Injured your ACL (anterior cruciate ligament) in your knee?
As we hit peak skiing season we tend to see more ACL ruptures in our clinic. This is a common knee injury and one for which management has evolved quite significantly over the years.
After the assessment and diagnosis of an ACL injury, the main priorities are to manage the swelling, regain the range of movement of the knee, and prevent muscle wasting. We have a bespoke pathway for our ACL rupture patients which has been developed and approved by many consultants who refer their patients in the local area.

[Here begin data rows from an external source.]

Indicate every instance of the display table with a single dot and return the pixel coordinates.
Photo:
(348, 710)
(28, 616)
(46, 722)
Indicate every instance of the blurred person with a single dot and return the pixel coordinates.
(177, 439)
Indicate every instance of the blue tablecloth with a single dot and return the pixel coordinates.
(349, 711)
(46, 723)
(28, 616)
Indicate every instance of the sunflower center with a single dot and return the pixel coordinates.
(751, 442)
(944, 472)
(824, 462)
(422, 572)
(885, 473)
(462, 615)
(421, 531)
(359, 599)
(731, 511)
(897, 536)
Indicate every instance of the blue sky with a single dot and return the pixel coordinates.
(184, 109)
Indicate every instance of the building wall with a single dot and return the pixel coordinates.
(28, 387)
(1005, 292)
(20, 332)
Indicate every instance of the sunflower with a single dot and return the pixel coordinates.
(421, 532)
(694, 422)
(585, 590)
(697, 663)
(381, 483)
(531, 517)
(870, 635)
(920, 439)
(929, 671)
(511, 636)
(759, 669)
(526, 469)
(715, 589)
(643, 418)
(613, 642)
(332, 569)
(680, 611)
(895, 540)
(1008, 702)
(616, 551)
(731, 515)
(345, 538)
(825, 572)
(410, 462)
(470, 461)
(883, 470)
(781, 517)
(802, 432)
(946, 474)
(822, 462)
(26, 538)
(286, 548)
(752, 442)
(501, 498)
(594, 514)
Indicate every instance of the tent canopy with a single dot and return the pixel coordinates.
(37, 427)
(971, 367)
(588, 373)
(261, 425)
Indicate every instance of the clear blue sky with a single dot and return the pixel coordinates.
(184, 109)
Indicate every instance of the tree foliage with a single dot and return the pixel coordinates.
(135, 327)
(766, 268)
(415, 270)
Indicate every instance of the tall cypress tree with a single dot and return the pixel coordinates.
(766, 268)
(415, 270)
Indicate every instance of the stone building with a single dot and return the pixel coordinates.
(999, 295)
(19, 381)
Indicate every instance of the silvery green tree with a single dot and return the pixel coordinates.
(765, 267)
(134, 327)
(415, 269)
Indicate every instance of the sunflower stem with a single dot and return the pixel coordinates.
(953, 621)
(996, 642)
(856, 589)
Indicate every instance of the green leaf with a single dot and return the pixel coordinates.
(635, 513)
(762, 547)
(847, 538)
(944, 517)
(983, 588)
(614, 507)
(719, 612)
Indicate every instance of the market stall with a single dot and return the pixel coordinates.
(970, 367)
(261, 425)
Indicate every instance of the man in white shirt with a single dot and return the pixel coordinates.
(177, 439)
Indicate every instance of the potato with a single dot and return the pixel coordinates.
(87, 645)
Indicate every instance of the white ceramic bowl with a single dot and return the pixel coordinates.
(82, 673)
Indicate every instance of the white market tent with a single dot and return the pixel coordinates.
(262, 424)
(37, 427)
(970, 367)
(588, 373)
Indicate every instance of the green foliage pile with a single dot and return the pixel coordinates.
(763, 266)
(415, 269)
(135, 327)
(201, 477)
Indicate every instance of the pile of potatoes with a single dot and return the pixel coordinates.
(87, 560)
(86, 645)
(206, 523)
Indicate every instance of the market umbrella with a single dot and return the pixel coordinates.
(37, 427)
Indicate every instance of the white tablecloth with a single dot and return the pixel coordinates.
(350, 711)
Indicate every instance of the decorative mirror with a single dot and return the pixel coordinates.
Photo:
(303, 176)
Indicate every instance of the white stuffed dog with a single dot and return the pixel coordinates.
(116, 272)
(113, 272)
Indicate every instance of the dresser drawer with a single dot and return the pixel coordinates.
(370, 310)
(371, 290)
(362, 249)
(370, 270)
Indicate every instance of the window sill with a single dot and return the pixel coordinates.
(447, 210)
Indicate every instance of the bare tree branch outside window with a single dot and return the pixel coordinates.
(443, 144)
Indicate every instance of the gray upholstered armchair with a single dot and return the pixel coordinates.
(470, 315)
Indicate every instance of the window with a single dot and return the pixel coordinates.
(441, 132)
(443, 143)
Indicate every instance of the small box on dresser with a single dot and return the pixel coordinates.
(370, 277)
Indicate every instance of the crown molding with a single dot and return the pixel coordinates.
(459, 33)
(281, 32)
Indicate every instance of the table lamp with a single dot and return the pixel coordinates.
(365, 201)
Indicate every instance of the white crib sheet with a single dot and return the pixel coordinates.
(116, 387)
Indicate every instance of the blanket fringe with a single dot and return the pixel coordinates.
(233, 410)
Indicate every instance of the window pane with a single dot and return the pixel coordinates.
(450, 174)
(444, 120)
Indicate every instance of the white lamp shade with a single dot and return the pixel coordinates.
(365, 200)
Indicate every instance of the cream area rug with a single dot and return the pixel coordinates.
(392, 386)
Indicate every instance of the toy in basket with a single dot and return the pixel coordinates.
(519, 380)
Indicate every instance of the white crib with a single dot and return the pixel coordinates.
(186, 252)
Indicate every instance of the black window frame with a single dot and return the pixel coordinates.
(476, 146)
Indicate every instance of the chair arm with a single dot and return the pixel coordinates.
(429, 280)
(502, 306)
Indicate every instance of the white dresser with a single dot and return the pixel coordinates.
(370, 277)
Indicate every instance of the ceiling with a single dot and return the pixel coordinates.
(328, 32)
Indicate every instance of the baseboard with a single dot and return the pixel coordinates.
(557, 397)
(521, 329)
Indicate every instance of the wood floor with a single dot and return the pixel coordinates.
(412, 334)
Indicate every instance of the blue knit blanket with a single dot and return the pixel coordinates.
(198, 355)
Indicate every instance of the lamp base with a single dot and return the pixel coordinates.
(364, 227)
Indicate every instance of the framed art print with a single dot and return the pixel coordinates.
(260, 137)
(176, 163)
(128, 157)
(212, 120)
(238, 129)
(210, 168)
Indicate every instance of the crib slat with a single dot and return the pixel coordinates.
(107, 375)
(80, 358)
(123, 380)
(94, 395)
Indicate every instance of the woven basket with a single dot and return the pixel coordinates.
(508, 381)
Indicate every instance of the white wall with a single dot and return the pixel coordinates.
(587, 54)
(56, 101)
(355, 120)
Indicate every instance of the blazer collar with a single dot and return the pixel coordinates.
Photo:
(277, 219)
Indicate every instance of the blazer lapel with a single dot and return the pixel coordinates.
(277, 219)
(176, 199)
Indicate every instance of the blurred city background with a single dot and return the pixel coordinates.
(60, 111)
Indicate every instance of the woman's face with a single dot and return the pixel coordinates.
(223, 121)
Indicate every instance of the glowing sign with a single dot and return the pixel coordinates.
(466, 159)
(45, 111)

We use the hydrotherapy pool in the early phases of rehab - an environment that accelerates swelling resolution and hence range of movement much quicker than land alone, and, because the pool is 34 degrees, it is also a pain free way of exercising. We combine this with manual treatment, mobilisations, soft tissue massage and the use of electrical stimulation units to help build muscle up quicker (these are also available to hire so our patients can continue at home). Once range of movement is gained, swelling resolved and muscles are starting to activate again we work on strengthening the limb.
Once the limb has regained strength, together, with your consultant, we can test the stability of your knee. If the knee is stable then great, rehab continues, if your knee remains unstable then you may be the ideal candidate for a ACL reconstruction.
So what is the ACL?
The ACL is a band of dense connective tissue that connects the thigh bone (Femur) to the shin bone (tibia) and prevents the tibia from moving forwards on the femur. It also resists rotational loads.
What are the symptoms of an ACL injury?
- There may be an audible noise (pop or crack) at the time of the injury
- Feeling of instability
- Immediate swelling
- Episodes of giving way, especially on pivoting movements
- A completely torn ACL can be very painful particularly at the time of injury
If you suspect you have damaged your ACL, it is recommended you see a Physiotherapist straight away. They will be able to take a clinical history, complete a clinical examination and begin treatment accordingly and sign-post to an appropriate consultant for imaging and further management if required.